Anywho, as I said, most of the gross room material is pretty small. It sits there in Petri dishes until someone takes a picture of it for the records, and then it gets processed. But sometimes, a more radical procedure’s been performed on the patient, and you end up with a kidney. Or a liver. Or a leg, from the thigh down. This is when ‘gross room’ lives up to its name.

So, I was an intranet programmer at the hospital I was at. But the office I worked in was down the hall from the gross room. And, of course, as I was walking by each day, I just had to look in, despite my already queasy stomach that I’d just shoved cafeteria slop into. Most days, I wouldn’t see much of anything at all. Either the samples were too small to spy from the doorway, or it was a slow day. Other days… well, there’s some nasty business that goes on in the operating rooms, folks. I’ve seen dismembered hands — with and without arms, feet, single toes, livers, kidneys, all manner of other unidentifiable (at least by me) organs, and several things that looked a lot like ground beef. I didn’t ask. There was also a lung or two, or at least large chunks of something that used to be a lung. Believe me, if I smoked at that point, I’d have never smoked again. (On the other hand, healthy lung sitting on the table in a metal tray isn’t really that much prettier, so maybe I was overreacting a bit.)

I even got to know a couple of the guys that worked in the gross room, so I could weasel my way in for a good look, or a detailed explanation, if the sample was really weird.
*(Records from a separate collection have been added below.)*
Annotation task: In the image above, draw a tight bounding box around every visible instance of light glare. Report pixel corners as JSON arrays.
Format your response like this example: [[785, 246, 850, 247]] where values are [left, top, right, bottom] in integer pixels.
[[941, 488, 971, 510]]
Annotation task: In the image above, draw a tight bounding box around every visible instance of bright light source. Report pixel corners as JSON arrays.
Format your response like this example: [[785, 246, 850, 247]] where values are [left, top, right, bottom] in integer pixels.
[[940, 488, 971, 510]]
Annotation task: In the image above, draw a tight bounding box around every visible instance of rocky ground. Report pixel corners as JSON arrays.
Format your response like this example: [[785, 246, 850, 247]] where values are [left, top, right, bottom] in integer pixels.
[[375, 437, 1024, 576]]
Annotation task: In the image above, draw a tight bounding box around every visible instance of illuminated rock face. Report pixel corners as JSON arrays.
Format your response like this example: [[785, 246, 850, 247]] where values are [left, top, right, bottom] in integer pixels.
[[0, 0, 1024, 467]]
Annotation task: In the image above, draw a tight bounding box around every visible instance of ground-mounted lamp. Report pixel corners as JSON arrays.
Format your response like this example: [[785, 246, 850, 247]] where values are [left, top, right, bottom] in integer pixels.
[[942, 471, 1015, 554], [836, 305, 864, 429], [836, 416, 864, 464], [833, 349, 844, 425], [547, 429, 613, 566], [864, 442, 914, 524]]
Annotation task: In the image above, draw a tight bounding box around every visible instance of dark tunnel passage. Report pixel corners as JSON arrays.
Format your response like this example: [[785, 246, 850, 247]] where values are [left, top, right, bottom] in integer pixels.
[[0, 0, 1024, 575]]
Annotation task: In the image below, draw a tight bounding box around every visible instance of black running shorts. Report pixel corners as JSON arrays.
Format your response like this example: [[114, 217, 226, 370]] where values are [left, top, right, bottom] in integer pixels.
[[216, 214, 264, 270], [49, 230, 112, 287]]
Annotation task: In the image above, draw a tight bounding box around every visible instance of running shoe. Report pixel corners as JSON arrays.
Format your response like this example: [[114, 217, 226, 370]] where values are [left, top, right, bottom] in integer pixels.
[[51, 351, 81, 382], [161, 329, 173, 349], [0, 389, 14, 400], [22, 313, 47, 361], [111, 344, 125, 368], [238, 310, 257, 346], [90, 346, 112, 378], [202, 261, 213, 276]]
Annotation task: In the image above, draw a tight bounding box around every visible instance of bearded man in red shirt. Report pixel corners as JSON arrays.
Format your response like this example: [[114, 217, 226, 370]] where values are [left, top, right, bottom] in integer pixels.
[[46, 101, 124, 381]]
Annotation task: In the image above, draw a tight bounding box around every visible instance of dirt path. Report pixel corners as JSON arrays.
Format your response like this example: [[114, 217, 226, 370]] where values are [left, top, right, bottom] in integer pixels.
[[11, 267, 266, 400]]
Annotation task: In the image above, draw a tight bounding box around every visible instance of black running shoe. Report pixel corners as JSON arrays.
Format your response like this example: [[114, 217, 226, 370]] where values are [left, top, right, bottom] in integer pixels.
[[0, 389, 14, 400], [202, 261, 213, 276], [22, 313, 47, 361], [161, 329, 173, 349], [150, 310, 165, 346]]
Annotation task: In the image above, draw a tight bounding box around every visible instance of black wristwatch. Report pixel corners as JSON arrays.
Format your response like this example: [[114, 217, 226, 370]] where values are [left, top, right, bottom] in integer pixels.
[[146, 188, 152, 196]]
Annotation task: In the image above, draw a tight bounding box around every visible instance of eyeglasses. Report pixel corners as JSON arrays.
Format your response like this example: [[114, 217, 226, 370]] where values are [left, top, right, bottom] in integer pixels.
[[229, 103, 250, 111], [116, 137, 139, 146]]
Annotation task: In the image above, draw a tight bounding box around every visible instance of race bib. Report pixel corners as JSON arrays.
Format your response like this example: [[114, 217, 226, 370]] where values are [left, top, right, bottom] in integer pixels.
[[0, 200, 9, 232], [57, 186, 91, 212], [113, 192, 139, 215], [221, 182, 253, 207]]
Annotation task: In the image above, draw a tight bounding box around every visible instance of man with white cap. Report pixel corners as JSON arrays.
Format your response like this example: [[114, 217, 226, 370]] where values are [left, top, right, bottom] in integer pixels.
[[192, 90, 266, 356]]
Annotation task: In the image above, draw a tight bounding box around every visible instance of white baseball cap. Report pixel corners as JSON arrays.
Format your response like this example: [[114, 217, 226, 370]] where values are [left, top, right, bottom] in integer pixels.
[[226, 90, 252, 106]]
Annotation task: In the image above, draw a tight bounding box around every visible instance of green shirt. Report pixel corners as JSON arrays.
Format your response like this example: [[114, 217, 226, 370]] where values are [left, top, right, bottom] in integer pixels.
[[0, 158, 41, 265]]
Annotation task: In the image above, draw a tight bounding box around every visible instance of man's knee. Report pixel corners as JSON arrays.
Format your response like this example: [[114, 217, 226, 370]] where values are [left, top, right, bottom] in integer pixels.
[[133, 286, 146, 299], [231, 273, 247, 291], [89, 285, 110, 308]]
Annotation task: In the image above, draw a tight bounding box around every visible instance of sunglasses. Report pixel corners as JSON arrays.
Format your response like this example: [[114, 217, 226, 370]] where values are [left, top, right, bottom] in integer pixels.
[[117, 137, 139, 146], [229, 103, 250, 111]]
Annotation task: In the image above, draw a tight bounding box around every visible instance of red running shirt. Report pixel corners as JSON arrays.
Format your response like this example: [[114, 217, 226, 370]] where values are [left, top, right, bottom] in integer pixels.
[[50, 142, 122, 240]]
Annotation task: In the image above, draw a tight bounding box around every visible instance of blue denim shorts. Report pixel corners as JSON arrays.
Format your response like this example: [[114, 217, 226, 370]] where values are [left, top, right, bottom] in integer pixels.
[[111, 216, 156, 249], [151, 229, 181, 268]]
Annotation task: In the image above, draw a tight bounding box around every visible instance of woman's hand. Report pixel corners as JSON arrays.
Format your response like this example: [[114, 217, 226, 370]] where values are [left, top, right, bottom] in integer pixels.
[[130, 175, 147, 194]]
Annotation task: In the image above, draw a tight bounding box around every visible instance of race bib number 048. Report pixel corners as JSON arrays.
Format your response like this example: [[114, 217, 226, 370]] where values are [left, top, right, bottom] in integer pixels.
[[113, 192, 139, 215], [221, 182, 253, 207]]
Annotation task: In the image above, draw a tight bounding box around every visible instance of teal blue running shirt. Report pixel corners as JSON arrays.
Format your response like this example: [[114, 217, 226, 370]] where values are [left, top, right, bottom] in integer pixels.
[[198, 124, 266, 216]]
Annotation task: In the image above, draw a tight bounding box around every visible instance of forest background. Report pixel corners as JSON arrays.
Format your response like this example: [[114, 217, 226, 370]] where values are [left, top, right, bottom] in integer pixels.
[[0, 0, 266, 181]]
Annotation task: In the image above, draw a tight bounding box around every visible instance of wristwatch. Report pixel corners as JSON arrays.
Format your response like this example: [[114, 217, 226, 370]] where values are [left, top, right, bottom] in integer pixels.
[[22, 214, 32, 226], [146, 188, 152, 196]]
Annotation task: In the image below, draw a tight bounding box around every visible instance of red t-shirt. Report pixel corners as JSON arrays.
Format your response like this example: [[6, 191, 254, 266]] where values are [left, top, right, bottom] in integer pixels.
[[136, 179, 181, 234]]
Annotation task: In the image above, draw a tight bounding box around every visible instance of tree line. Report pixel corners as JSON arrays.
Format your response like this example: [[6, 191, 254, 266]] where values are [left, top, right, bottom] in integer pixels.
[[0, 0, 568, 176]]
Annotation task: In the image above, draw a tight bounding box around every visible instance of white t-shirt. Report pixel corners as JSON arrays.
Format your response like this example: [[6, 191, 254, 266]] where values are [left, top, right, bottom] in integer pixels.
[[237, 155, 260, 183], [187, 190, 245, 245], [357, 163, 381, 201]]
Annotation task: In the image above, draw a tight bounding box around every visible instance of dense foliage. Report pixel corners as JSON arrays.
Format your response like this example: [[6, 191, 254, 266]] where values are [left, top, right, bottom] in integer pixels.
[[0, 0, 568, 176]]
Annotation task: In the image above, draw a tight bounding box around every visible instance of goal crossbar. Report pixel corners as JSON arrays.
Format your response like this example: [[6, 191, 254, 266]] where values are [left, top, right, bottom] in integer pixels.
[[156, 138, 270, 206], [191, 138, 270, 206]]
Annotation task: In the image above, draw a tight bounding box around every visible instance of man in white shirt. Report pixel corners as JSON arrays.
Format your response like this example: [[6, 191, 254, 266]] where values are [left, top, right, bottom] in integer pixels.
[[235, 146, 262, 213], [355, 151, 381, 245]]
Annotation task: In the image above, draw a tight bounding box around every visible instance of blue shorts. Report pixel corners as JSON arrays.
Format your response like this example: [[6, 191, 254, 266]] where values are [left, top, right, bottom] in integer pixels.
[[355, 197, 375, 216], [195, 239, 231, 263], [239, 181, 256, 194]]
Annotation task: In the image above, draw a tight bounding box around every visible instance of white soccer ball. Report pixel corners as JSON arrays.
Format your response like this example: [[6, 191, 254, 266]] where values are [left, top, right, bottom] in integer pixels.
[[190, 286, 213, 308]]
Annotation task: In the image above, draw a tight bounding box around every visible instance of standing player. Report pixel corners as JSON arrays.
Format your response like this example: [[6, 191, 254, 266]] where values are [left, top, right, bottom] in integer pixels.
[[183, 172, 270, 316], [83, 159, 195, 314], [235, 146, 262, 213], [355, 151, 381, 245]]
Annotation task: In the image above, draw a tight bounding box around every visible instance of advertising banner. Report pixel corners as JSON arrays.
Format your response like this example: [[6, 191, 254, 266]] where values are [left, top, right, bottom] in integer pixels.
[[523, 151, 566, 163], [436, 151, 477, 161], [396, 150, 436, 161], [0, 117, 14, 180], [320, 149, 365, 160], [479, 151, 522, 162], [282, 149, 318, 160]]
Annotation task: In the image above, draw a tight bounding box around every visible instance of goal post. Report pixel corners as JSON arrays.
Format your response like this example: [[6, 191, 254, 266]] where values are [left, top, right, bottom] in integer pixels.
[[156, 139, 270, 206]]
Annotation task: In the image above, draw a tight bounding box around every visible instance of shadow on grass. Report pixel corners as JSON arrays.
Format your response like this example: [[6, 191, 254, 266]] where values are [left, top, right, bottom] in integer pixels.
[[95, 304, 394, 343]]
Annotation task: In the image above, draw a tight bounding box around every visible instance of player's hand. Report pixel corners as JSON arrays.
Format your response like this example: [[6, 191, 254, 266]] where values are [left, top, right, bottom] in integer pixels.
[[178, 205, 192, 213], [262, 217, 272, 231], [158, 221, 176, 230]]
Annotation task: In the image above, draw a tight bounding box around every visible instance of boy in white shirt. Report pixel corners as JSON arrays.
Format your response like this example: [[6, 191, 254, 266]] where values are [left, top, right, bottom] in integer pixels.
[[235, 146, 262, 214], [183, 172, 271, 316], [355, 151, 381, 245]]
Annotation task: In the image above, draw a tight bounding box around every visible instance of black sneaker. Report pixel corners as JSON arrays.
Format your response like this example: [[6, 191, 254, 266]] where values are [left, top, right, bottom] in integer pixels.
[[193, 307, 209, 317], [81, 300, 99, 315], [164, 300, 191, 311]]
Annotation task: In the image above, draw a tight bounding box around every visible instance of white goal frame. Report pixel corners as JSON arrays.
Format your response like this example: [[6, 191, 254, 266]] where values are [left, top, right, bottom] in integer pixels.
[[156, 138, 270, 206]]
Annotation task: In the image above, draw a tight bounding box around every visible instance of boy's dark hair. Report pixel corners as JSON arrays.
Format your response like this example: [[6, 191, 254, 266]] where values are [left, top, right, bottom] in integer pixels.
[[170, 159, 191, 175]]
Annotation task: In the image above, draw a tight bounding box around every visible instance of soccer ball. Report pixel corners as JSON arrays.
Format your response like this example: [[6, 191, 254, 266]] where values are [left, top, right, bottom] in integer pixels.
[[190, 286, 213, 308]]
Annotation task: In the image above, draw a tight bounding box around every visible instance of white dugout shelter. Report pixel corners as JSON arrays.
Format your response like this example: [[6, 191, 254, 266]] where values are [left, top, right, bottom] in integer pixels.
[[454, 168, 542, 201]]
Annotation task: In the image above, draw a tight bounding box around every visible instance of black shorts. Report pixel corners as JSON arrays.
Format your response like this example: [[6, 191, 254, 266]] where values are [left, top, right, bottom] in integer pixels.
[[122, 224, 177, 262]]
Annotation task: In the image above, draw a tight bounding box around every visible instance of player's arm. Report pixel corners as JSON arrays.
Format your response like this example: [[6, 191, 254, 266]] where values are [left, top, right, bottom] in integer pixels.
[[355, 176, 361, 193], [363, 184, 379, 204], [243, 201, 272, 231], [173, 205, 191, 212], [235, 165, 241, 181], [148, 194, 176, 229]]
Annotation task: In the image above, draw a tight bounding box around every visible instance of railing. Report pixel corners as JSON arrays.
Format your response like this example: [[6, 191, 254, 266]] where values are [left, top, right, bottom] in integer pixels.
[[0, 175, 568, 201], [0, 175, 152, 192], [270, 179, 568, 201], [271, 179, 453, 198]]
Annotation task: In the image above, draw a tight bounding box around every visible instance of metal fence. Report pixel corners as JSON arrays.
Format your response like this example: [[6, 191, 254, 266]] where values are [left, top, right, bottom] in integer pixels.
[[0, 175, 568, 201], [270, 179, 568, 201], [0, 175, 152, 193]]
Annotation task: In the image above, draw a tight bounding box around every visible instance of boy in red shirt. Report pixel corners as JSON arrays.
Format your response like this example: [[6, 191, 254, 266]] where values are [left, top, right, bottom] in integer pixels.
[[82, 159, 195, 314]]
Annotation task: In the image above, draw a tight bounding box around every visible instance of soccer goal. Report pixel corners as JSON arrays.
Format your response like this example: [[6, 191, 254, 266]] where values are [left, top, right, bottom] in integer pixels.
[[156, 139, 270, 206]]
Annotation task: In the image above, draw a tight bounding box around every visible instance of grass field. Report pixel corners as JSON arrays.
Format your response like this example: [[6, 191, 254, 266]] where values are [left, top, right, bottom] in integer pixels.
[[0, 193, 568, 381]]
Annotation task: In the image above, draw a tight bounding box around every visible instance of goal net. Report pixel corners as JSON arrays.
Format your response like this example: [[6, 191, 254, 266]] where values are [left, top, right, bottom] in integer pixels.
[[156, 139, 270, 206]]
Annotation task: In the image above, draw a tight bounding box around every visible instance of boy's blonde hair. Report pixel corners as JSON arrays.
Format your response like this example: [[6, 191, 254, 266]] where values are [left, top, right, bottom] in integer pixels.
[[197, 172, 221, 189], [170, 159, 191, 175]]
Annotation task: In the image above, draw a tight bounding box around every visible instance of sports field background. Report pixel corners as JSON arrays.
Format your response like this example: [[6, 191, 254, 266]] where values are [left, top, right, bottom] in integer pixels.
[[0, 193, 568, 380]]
I’d get to hear about how the arm got mangled in some machinery, or how a liver should be that color, but never this color, so that’s why the guy needed a transplant. So I learned a little along with the gore, and even got used to seeing most things that showed up there. Still, I always did a double-take when I peeked in and saw a hand or an arm lying on the table. I dunno — maybe it’s a horror movie thing, or maybe I watched the Addams Family too much when I was a kid. But I always wondered whether, if I just stood there long enough, the thing would start twitching and moving around. Luckily, though, it never did. Which was good — I was just barely able to keep the cafeteria food down as it was.